I thought we had made it. My daughter had decent grades, good board scores, a successful preliminary interview at the private college of her dreams. The shaved head, purple hair, secret forays to after-hours clubs and failed chemistry Regents exam didn't seem to add up to much after all.
In her senior year, I signed her up, at an information table in Prospect Park in Brooklyn, to volunteer for the Women's Press Collective. Remembering the happy years my sister had given to a feminist printing group, I thought this might be the cure for my 17-year-old's "senioritis" -- and a creative way to complete the community service credits she needed to graduate.
They called her, she went and she hated it. They called and called and when she finally went back something changed. She started going to meetings regularly, coming home exhausted. She began missing morning classes. She answered incoherently about what she did there. She spoke of a famous labor organizer who had lectured, and was surprised none of our leftist friends knew him.
Invited to tour the collective, I asked questions about the money and politics behind the operation. The guide responded blankly. Last week, the woman was one of five people held on weapons charges after New York City police officers raided three buildings in Brooklyn, the headquarters of the so-called Provisional Communist Party, also known as the National Labor Federation.
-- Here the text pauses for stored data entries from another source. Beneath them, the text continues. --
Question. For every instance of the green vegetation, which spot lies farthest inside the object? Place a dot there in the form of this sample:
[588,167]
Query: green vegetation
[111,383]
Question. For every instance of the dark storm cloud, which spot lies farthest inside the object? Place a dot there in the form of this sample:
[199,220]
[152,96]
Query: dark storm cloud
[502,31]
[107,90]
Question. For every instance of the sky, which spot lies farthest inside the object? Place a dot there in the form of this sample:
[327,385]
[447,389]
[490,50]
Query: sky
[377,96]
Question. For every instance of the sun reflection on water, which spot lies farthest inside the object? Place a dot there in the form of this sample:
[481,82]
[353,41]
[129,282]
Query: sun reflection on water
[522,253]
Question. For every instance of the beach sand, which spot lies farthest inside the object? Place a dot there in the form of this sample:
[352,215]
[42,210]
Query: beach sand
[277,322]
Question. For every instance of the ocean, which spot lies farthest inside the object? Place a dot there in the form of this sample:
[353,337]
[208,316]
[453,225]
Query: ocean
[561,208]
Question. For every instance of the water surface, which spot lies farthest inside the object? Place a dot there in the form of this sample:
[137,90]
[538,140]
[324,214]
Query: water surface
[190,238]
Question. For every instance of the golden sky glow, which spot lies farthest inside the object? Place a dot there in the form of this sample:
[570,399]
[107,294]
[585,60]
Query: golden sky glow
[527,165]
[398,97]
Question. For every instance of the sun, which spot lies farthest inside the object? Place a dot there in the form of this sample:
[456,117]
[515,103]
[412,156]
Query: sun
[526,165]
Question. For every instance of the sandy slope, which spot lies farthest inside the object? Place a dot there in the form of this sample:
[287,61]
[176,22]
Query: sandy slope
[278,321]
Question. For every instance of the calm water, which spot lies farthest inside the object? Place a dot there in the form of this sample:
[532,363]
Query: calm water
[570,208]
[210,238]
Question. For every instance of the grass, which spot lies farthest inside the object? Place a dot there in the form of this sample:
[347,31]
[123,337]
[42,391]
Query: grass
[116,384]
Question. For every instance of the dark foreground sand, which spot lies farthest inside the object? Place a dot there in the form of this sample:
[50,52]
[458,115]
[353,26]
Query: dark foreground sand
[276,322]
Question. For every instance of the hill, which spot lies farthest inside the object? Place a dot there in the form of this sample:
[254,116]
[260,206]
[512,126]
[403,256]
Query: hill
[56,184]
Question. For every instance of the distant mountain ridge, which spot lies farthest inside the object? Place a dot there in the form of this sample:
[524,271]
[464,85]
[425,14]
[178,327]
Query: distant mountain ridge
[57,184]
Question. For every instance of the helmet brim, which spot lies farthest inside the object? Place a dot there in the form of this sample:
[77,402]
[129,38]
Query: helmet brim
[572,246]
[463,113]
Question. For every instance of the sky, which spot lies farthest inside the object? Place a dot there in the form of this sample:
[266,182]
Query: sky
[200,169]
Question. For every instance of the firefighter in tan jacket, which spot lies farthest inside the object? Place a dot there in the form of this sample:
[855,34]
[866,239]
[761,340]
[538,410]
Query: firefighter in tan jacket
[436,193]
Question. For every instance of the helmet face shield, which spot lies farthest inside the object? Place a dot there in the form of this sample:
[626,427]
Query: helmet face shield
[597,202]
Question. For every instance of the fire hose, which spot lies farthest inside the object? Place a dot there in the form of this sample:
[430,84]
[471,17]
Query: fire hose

The raid uncovered not only a cache of arms but the story of the group my daughter joined four years ago. Long headed by a self-styled revolutionary poseur, Eugenio Perente-Ramos, it recruited idealistic young people but promptly isolated them, demanding total commitment. The Women's Press Collective, like the Eastern Farm Workers Association, was one of its front groups.
It was when my daughter starting talking about 2 A.M. classes that I started screaming "cult!" I noticed changes in the way she talked, in the way she held her body. Her cool blue eyes shone with impatient intensity.
We sought help. Experts on cults told us not to alienate her with criticism. We were warned that periods spent in this group were typically long -- often many years. I couldn't believe the group wasn't drugging her. "Believe it," one expert said. "Mind control is powerful."
After Thanksgiving dinner, she ran off to the group's headquarters. After Christmas dinner, her comrades picked her up. And after completing the semester, she slept home less and less. At midnight on the day of her final interview at her dream school, she called to say she did not want to go to college.
The window was closing fast. I begged the experts to intervene before her 18th birthday in February. The plan was to present her with family, former group members and exit counselors to get her to decide to leave the organization. But the meeting didn't happen. The day after her birthday, she slept the whole day. I rushed home early from work, just in time to greet the comrades who had come for her.
It was two and a half years before I could engineer one unmonitored conversation with my daughter, during which I gave her some of the information we had unearthed about the organization and its leader.
Several months later, last Thanksgiving, my daughter called home. She had left the group, shaken by changes after Mr. Perente-Ramos's death last year and, I like to think, by the information we had given her. We were lucky. Others wait, their children still in the grip of people driven by a will to save the world using means that could never achieve that end.